Friday February 2, 1990
As a result of some thinking over winter vacation and buying an English conversation textbook in Kyoto, I decided to design my own curriculum for teaching communicative English. I've had to place the emphasis on communication because, although it seems obvious to us, in Japanese schools foreign languages are not taught as tools of communication. Languages are taught as a set of formulas and lists of vocabulary to be memorized, though not to be understood, and certainly never to be put together and used to communicate ideas.
The purpose of studying English is not to learn to communicate, but to weed out "good" students from the "bad". Studying English in Japan is an intellectual exercise with no practical application. No wonder my students hate English. And no wonder the Japanese are the world's worst speakers (so I've read) of foreign languages.

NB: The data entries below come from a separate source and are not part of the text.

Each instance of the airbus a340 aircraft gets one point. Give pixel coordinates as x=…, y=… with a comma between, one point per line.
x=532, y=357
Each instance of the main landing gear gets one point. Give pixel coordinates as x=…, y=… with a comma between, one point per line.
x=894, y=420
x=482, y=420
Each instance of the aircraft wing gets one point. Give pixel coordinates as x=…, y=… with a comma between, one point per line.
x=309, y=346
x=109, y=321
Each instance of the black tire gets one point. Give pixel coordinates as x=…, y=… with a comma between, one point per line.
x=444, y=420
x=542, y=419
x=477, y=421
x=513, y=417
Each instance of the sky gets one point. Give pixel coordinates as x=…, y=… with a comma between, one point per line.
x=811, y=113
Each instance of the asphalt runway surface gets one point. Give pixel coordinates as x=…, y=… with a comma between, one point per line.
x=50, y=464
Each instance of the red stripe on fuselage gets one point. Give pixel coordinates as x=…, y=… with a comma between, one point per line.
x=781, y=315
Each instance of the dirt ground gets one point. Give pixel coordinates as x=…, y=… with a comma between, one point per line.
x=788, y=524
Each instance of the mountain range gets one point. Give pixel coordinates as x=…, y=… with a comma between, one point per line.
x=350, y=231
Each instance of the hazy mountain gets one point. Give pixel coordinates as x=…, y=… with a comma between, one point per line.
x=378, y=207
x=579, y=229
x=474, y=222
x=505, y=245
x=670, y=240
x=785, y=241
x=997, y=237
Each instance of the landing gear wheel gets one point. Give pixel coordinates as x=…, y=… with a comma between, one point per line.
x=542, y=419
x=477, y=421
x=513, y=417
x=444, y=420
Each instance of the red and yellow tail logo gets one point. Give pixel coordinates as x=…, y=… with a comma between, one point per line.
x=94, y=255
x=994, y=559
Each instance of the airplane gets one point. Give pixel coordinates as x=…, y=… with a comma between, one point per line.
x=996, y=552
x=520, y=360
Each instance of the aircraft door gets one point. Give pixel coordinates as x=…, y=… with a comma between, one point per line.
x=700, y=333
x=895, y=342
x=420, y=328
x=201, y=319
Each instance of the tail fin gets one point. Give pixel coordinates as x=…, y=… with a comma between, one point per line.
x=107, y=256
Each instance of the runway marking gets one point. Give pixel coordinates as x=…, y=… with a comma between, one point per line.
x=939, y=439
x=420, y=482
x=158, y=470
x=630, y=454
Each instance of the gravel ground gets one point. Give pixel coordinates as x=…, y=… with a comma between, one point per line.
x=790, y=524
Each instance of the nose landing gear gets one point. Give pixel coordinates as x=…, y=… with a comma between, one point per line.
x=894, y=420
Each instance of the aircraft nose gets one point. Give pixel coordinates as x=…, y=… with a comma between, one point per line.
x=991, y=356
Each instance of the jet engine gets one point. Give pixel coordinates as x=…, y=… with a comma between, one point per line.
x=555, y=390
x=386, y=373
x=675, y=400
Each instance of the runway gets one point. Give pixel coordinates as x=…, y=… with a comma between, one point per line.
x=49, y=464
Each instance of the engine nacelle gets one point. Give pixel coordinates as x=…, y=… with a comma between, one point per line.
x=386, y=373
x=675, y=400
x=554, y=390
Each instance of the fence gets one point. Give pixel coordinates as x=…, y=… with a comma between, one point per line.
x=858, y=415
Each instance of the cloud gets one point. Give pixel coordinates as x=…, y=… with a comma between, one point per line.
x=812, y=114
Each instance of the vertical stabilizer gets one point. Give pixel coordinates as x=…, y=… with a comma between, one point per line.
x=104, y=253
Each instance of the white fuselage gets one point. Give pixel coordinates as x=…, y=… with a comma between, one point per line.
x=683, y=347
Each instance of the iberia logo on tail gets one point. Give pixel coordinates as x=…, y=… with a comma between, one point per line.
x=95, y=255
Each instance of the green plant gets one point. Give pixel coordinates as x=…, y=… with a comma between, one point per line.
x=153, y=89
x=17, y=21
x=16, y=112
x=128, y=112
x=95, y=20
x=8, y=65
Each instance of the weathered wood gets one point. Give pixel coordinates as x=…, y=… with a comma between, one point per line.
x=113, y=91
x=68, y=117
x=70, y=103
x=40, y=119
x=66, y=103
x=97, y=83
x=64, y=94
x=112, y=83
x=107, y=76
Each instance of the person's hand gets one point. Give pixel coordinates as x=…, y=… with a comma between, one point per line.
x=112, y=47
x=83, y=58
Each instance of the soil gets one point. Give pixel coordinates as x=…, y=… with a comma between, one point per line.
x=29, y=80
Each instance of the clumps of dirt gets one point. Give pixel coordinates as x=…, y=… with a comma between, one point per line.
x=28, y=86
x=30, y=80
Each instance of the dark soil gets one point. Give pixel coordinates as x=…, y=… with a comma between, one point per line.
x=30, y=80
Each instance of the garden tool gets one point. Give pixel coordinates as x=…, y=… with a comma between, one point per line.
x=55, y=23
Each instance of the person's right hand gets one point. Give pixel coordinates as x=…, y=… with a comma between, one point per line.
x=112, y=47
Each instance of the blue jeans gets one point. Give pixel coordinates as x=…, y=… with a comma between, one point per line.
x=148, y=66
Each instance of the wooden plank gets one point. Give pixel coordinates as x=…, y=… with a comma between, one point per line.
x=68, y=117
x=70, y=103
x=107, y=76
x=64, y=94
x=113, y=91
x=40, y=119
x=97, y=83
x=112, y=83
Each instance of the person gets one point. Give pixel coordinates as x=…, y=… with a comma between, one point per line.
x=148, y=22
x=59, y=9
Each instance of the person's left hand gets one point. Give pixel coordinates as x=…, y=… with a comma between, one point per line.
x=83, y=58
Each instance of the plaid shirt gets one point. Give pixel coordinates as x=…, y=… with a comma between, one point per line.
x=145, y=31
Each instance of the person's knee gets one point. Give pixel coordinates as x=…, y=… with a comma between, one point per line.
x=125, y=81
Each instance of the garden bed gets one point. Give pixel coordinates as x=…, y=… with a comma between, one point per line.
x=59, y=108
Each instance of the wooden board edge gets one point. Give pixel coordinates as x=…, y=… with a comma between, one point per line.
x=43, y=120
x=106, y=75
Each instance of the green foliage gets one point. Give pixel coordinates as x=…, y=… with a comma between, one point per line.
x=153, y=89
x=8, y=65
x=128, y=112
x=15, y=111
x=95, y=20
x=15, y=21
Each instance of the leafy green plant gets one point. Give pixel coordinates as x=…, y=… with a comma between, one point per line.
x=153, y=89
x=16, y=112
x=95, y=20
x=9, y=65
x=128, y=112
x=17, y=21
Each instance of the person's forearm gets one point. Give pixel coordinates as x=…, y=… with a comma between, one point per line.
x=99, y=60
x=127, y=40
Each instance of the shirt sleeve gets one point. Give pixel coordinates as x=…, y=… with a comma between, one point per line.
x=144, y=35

No matter how I try to convince the other teachers that language is a skill that must be practiced, like playing tennis or the piano, they are too entrenched in the system to be able to change it. They are content with rote memorization of material that the students do not understand. They are satisfied with parroting and mimicry. They don't expect students to produce new sentences, to communicate new ideas.
The students are data banks. But they have no program to process the data. They are not learning a language; they are only memorizing words and idioms that they don't know how to use.
I read the other day that a one-year-old child has a vocabulary of about 50 words and enough internalized grammar to differentiate between subject and verb in simple sentences like "baby go". The Japanese claim to focus on grammar here, but my students don't know what words perform the action, what words describe the action, or what words receive the action.
Q: Why were errors in English textbooks not discovered for four years?
A: "I guess it is because the students were concentrating on learning aspects of English...and weren't concentrating on comprehending the content of the text."